Multistation intercomparison of column-averaged methane from NDACC and TCCON: impact of dynamical variability
Dry-air column-averaged mole fractions of methane (XCH
4) retrieved from ground-based solar Fourier transform infrared (FTIR) measurements provide valuable information for satellite validation, evaluation of chemical-transport models, and source-sink-inversions. In this context, Sussmann et al. (2013) have shown that midinfrared (MIR) soundings from the Network for the Detection of Atmospheric Composition Change (NDACC) can be combined with near-infrared (NIR) soundings from the Total Carbon Column Observing Network (TCCON) without the need to apply an overall intercalibration factor. However, in spite of efforts to reduce a priori impact, some residual seasonal biases were identified, and the reasons behind remained unclear. In extension to this previous work, which was based on multiannual quasi-coincident MIR and NIR measurements from the stations Garmisch (47.48° N, 11.06° E, 743 m a.s.l.) and Wollongong (34.41° S, 150.88° E, 30 m a.s.l.), we now investigate upgraded retrievals with longer temporal coverage and include three additional stations (Ny-Ålesund, 78.92° N, 11.93° E, 20 m a.s.l.; Karlsruhe, 49.08° N, 8.43° E, 110 m a.s.l.; Izaña, 28.31° N, 16.45° W, 2.370 m a.s.l.). Our intercomparison results (except for Ny-Ålesund) confirm that there is no overall bias between MIR and NIR XCH
4 retrievals, and all MIR and NIR time series reveal a quasi-periodic seasonal bias for all stations, except for Izaña.

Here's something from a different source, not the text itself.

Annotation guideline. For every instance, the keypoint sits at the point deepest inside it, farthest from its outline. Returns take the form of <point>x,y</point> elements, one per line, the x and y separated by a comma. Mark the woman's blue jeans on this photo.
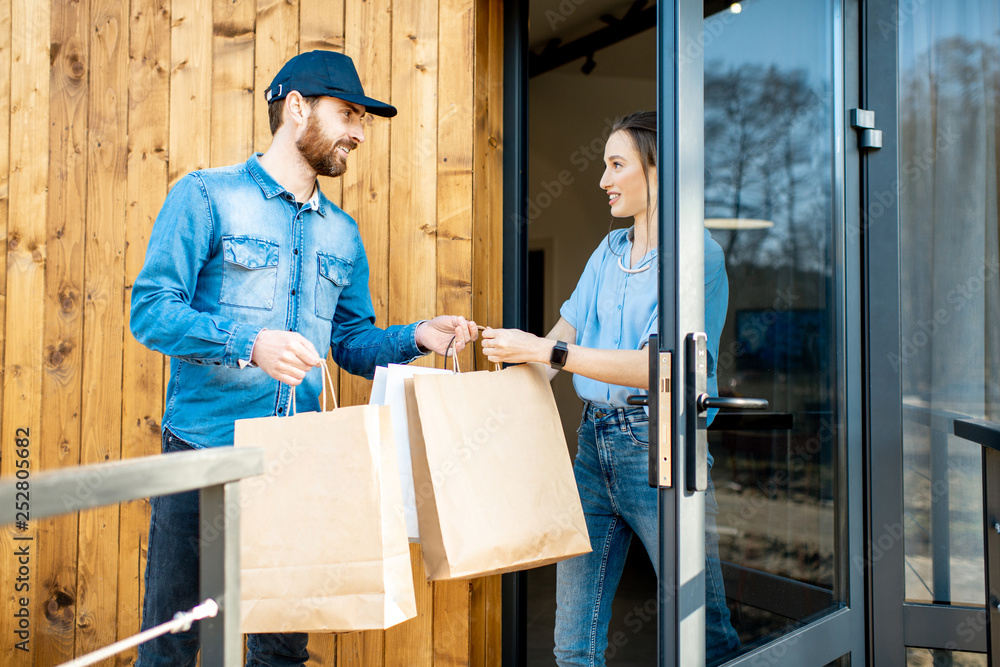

We find that dynamical variability causes MIR–NIR differences of up to ~ 30 ppb (parts per billion) for Ny-Ålesund, ~ 20 ppb for Wollongong, ~ 18 ppb for Garmisch, and ~ 12 ppb for Karlsruhe. The mechanisms behind this variability are elaborated via two case studies, one dealing with stratospheric subsidence induced by the polar vortex at Ny-Ålesund and the other with a deep stratospheric intrusion event at Garmisch. Smoothing effects caused by the dynamical variability during these events are different for MIR and NIR retrievals depending on the altitude of the perturbation area. MIR retrievals appear to be more realistic in the case of stratospheric subsidence, while NIR retrievals are more accurate in the case of stratosphere–troposphere exchange (STE) in the upper troposphere/lower stratosphere (UTLS) region. About 35% of the FTIR measurement days at Garmisch are impacted by STE, and about 23% of the measurement days at Ny-Ålesund are influenced by polar vortex subsidence. The exclusion of data affected by these dynamical situations resulted in improved agreement of MIR and NIR seasonal cycles for Ny-Ålesund and Garmisch.
We found that dynamical variability is a key factor in constraining the accuracy of MIR and NIR seasonal cycles. To mitigate this impact it is necessary to use more realistic a priori profiles that take these dynamical events into account (e.g., via improved models), and/or to improve the FTIR retrievals to achieve a more uniform sensitivity at all altitudes (possibly including profile retrievals for the TCCON data).